In an effort to promote on-the-job safety for Illinois State Troopers, the Senate has passed legislation that would require the Secretary of State to include information about Scott’s Law with every vehicle registration notice it sends to motorists.
Senate Bill 947 is an effort to make Illinois’ roadways safer by informing drivers about Scott’s Law, which states that drivers must move over, if possible, and slow down when approaching an emergency vehicle.
The legislation was a direct response to the recent tragic deaths of three Illinois State Troopers, all happening within the year. In total, the number of troopers hit by vehicles has drastically increased in 2019, with 16 reported incidents in the past three months. In 2018, eight troopers were hit; 12 were hit in 2017; and five in 2016.
Scott’s Law, enacted in 2002, is named after Lieutenant Scott Gillen of the Chicago Fire Department, who was struck and killed by an intoxicated driver while assisting at a crash on the Dan Ryan Expressway. A person who violates Scott’s Law can be fined up to $10,000.
COWL announces $2,500 scholarship program for women 25+
The Conference of Women Legislators (COWL) is encouraging women throughout the state, who are seeking to earn undergraduate college degrees, to apply for one of their $2,500 scholarships. Applicants must be 25 years or older.

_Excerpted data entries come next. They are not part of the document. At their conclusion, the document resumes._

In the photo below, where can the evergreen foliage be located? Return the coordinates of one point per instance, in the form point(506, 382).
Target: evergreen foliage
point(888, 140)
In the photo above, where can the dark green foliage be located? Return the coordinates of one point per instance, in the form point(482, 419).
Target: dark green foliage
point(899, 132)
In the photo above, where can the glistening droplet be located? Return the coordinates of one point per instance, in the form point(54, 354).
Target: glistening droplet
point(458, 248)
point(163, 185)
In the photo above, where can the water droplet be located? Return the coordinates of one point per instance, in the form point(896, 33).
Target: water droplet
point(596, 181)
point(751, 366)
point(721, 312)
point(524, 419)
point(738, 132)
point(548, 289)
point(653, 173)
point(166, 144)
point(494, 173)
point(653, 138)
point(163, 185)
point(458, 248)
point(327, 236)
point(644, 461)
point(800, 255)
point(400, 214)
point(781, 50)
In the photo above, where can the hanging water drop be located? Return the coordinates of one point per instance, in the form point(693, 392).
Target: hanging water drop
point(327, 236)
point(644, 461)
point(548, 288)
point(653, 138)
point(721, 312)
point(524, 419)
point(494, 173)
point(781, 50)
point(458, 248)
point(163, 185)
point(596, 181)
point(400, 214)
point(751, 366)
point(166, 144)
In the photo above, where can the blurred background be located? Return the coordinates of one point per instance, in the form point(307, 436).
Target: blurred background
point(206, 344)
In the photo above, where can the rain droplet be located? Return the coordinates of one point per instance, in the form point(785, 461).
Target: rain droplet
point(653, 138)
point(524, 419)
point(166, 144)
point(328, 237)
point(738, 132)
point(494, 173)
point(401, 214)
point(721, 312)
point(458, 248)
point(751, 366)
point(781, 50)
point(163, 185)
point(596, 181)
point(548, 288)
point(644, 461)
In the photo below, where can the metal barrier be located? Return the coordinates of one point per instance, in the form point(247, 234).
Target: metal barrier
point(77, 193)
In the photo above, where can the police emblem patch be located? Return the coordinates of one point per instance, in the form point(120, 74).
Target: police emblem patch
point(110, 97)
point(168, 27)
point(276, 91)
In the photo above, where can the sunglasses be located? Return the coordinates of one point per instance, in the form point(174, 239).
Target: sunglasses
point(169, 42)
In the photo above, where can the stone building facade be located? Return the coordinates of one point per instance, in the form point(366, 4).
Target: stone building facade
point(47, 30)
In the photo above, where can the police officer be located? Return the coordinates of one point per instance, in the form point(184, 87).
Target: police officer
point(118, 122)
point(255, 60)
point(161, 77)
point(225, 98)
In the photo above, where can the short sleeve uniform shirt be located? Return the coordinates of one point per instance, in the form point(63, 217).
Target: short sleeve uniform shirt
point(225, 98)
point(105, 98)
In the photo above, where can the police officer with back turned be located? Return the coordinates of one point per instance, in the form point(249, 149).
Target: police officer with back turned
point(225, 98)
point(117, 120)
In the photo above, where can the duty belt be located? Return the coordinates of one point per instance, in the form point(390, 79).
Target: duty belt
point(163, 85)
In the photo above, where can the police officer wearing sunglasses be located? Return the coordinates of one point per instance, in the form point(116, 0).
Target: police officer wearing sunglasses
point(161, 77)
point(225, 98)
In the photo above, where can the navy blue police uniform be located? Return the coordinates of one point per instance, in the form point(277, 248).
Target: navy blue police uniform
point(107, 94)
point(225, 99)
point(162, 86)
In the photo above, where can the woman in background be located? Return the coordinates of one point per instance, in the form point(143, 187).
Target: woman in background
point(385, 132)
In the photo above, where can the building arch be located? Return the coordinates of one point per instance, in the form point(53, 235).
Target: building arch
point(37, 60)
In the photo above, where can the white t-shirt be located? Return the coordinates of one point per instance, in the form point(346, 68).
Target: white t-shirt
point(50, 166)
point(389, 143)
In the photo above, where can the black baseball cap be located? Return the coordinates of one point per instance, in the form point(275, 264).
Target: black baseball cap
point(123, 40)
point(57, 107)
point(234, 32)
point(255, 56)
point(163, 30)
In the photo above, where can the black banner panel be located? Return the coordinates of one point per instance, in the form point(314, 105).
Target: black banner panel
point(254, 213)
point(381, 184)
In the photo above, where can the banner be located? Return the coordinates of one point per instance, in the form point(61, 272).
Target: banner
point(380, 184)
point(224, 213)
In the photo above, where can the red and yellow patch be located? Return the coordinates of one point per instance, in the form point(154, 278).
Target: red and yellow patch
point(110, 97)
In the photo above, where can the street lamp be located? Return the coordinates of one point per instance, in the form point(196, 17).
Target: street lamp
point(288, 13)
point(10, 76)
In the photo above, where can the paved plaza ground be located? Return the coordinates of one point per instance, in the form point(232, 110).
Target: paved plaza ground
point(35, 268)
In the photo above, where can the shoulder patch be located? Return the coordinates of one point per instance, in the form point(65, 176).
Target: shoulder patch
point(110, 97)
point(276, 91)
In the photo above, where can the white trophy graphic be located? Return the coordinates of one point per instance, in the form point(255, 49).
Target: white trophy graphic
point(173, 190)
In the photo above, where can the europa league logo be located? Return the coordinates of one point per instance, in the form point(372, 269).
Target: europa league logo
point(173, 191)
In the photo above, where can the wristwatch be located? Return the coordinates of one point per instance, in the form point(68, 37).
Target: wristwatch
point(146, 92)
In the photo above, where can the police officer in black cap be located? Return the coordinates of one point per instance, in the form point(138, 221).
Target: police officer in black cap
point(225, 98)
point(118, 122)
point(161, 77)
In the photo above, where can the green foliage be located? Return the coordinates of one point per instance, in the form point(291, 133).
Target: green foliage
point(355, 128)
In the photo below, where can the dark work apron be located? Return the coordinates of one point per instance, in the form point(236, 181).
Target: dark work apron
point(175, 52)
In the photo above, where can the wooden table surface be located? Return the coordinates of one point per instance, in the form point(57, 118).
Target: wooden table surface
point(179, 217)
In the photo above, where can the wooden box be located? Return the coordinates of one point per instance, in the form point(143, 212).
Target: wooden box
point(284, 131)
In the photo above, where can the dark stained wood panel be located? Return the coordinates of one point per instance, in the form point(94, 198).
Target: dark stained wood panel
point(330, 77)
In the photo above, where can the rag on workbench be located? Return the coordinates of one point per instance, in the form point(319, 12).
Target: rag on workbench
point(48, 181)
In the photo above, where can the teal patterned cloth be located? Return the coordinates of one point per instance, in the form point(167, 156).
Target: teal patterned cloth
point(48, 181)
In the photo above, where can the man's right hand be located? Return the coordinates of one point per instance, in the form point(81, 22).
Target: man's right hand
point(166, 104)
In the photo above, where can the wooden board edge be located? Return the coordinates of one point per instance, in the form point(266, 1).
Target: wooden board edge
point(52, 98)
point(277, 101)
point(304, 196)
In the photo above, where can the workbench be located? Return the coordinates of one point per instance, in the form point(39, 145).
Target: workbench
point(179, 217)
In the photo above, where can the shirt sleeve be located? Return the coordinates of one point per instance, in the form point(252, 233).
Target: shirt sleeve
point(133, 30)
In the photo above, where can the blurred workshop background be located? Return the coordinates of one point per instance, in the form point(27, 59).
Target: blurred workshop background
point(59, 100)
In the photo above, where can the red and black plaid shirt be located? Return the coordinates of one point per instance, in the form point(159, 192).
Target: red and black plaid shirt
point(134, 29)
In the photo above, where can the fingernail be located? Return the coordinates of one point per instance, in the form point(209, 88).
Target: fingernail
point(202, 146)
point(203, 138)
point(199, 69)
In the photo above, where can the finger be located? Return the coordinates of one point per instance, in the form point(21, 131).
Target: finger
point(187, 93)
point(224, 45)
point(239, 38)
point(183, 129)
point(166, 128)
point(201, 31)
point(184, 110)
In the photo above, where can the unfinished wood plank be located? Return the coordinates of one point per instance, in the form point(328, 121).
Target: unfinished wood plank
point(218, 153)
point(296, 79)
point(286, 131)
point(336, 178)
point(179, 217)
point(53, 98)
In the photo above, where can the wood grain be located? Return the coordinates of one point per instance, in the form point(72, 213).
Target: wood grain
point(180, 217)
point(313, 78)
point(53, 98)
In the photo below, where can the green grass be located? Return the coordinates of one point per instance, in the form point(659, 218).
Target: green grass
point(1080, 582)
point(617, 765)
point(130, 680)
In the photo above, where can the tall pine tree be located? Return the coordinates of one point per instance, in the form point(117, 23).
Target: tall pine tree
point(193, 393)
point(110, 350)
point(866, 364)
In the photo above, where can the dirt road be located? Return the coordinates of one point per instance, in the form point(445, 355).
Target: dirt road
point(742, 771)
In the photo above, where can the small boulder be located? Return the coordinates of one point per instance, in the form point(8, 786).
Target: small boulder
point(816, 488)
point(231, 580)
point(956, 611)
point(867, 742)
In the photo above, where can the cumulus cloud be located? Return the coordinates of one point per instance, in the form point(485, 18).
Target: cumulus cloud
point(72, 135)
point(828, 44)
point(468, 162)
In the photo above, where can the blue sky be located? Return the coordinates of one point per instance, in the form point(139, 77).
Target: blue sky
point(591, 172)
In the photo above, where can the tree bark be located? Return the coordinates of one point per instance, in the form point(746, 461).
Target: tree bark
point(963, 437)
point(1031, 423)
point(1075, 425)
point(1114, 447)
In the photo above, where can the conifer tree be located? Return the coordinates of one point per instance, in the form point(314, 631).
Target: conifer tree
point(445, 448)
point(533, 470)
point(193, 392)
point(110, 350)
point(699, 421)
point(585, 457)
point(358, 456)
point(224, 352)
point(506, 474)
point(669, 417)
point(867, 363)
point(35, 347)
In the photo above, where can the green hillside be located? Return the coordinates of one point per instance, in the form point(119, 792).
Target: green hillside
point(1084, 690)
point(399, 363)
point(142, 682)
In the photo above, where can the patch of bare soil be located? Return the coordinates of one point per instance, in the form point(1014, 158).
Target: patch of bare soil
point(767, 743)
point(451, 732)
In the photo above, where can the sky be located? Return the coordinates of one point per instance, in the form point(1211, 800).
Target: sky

COWL is a bipartisan, bicameral, nonprofit organization of women legislators in the Illinois General Assembly. Their yearly Scholarship Award Program is a part of the group’s mission to promote economic independence, community service, and leadership development.
Scholarship applicants are required to enroll in an Illinois accredited college or university for a minimum of six credit hours to qualify, making the scholarships available to part-time and online students.
Applications must be postmarked or emailed by April 30. Awardees will be notified by May 31.
IEMA offers tips to help residents in disaster recovery
April is Recovery Preparedness Month, and IEMA has released a helpful guide on how residents can be prepared to quickly and efficiently recover from disasters.
Here IEMA’s five tips:
- Get Organized. Secure and organize financial and critical personal, household, and medical information. Having these items in a safe place can expedite insurance claims and other emergency expenses.
- Savings. Saving is the best financial defense against disasters. A little bit at a time can go a long way. A rainy day fund can help you invest in your family’s safety.
- Insurance. Obtain property (homeowners or renters), health, and life insurance if you do not have them.
- Inventory. Make an inventory of your possessions using photographs and/or videos of your belongings.
- Communication. Your family may not be together when a disaster strikes. Develop a Family Communication Plan. This will outline how you will contact one another when a disaster strikes.